Livre

Économie, emploi - Population - Société, modes de vie

La Question SDF

Par

La Question SDF
DAMON Julien , « La Question SDF », Presses universitaires de France, 2021.

Coïncidence ou non, c’est au cœur d’un hiver plus rigoureux que les précédents et marqué par la persistance d’une pandémie meurtrière, aux conséquences économiques dramatiques, que sort la troisième édition de La Question SDF, vaste travail d’enquête et d’analyse de notre conseiller scientifique Julien Damon. Vingt ans après la première édition, force est de constater que la « question » des sans-domicile fixe (SDF) en France reste posée et qu’examinée sur longue période (en l’occurrence, Julien Damon se penche sur un corpus d’articles et d’écrits divers remontant jusqu’à l’après-guerre), certaines tendances sont pérennes. Comme il l’écrit en avant-propos : « Se pencher sur les SDF, c’est aborder un concentré de tous les problèmes sociaux (chômage, permanence et mutations des inégalités, évolutions de la famille, tensions sur le marché du logement) et un précipité des difficultés de l’action publique (tant pour ce qui concerne les politiques sociales que les politiques d’urbanisme et de police ou encore d’asile et d’immigration). »

Sur la période plus récente, c’est l’imbrication de la question migratoire dans la question SDF que souligne l’auteur (à travers l’alliance de deux barbarismes : la « migrantisation du sans-abrisme »), ainsi que la complexification et la bureaucratisation croissantes des politiques de prise en charge.

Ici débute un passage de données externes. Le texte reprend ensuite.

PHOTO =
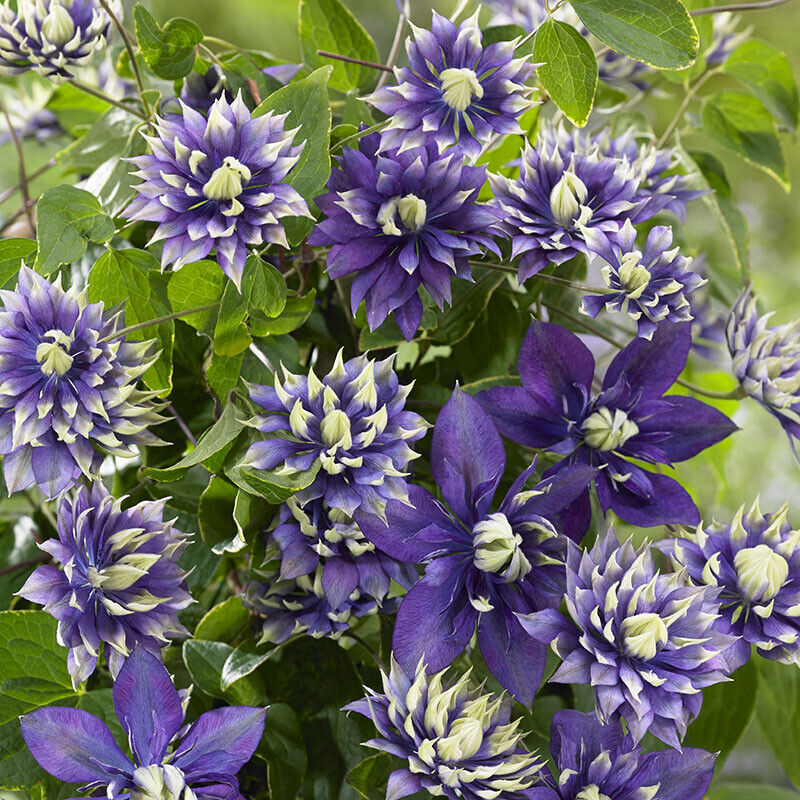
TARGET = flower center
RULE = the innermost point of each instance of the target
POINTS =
(608, 430)
(412, 211)
(761, 572)
(567, 197)
(643, 633)
(632, 275)
(459, 86)
(160, 782)
(225, 182)
(58, 27)
(497, 549)
(52, 355)
(591, 792)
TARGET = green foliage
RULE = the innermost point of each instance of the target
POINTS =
(568, 71)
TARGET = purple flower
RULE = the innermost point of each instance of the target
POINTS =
(119, 581)
(557, 198)
(598, 761)
(454, 91)
(755, 562)
(650, 286)
(76, 747)
(218, 183)
(329, 574)
(646, 642)
(482, 566)
(401, 221)
(459, 743)
(67, 386)
(766, 362)
(353, 423)
(51, 37)
(630, 417)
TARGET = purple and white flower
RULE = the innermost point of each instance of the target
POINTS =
(651, 287)
(218, 183)
(630, 418)
(168, 761)
(352, 422)
(645, 641)
(399, 222)
(766, 362)
(755, 562)
(482, 566)
(118, 584)
(459, 743)
(51, 37)
(599, 762)
(454, 91)
(558, 197)
(67, 386)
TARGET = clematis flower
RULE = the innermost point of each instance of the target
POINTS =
(755, 562)
(556, 199)
(766, 362)
(459, 743)
(454, 91)
(51, 37)
(646, 642)
(400, 221)
(76, 747)
(217, 183)
(67, 386)
(650, 286)
(597, 761)
(353, 423)
(631, 417)
(482, 566)
(119, 583)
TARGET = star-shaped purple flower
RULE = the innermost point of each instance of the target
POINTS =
(597, 761)
(400, 221)
(482, 566)
(557, 409)
(76, 747)
(454, 91)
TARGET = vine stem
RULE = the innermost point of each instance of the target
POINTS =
(739, 7)
(166, 318)
(85, 87)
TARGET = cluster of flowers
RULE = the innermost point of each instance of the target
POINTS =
(401, 215)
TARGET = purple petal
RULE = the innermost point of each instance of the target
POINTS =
(148, 706)
(73, 745)
(467, 456)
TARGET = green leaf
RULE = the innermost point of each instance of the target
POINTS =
(283, 749)
(12, 253)
(214, 441)
(658, 32)
(726, 712)
(223, 622)
(68, 219)
(193, 285)
(328, 25)
(568, 69)
(34, 672)
(738, 120)
(134, 277)
(750, 791)
(767, 72)
(778, 711)
(306, 101)
(215, 517)
(205, 660)
(168, 51)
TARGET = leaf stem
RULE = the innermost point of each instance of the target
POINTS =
(157, 321)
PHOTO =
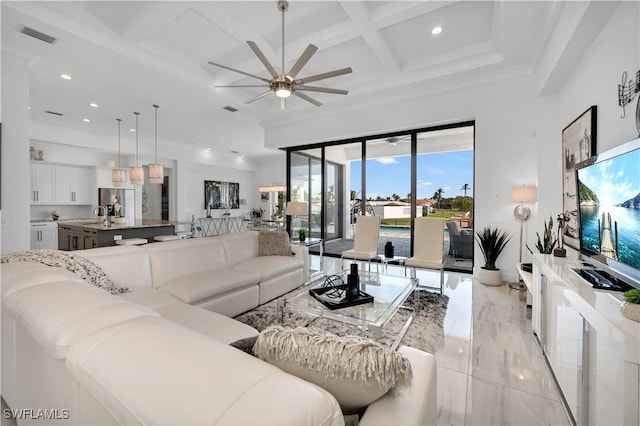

Il est impossible ici de résumer cette somme (plus de 400 pages) qui examine le problème des sans-abri dans tous ses aspects : statistiques (mesure du phénomène et ses limites, comparaisons européennes, controverses sur la définition et le champ couvert…), sociologiques (réalité du phénomène, appréhension du phénomène, perception du risque, médiatisation…), institutionnels (prise en charge par les acteurs publics et associatifs, coordination des actions, politiques publiques associées, nationales et locales…), comptables… Mais il faut souligner l’ampleur de la documentation sur laquelle elle repose, faite d’ouvrages, études, enquêtes, mais aussi de la collecte d’articles de presse, de dépêches, etc., s’étalant sur plus de 70 ans, ainsi que d’observations de terrain (l’auteur ayant occupé diverses fonctions directement ou indirectement liées aux questions de logement, pauvreté…).

Julien Damon montre bien qu’aux bricolages en tous genres du quotidien que déploient les SDF pour (sur)vivre, répondent des bricolages bureaucratico-assistanciels dont l’efficience est loin d’être avérée. Il pointe ainsi les « limites de dispositifs trop étroitement ciblés sur les SDF » alors même que la définition / spécification de cette population fait débat, « cette spécialisation de dispositifs pour la prendre en charge ayant des effets pervers […] à la fois sur les formes de l’espace public et sur l’architecture d’ensemble de la protection sociale.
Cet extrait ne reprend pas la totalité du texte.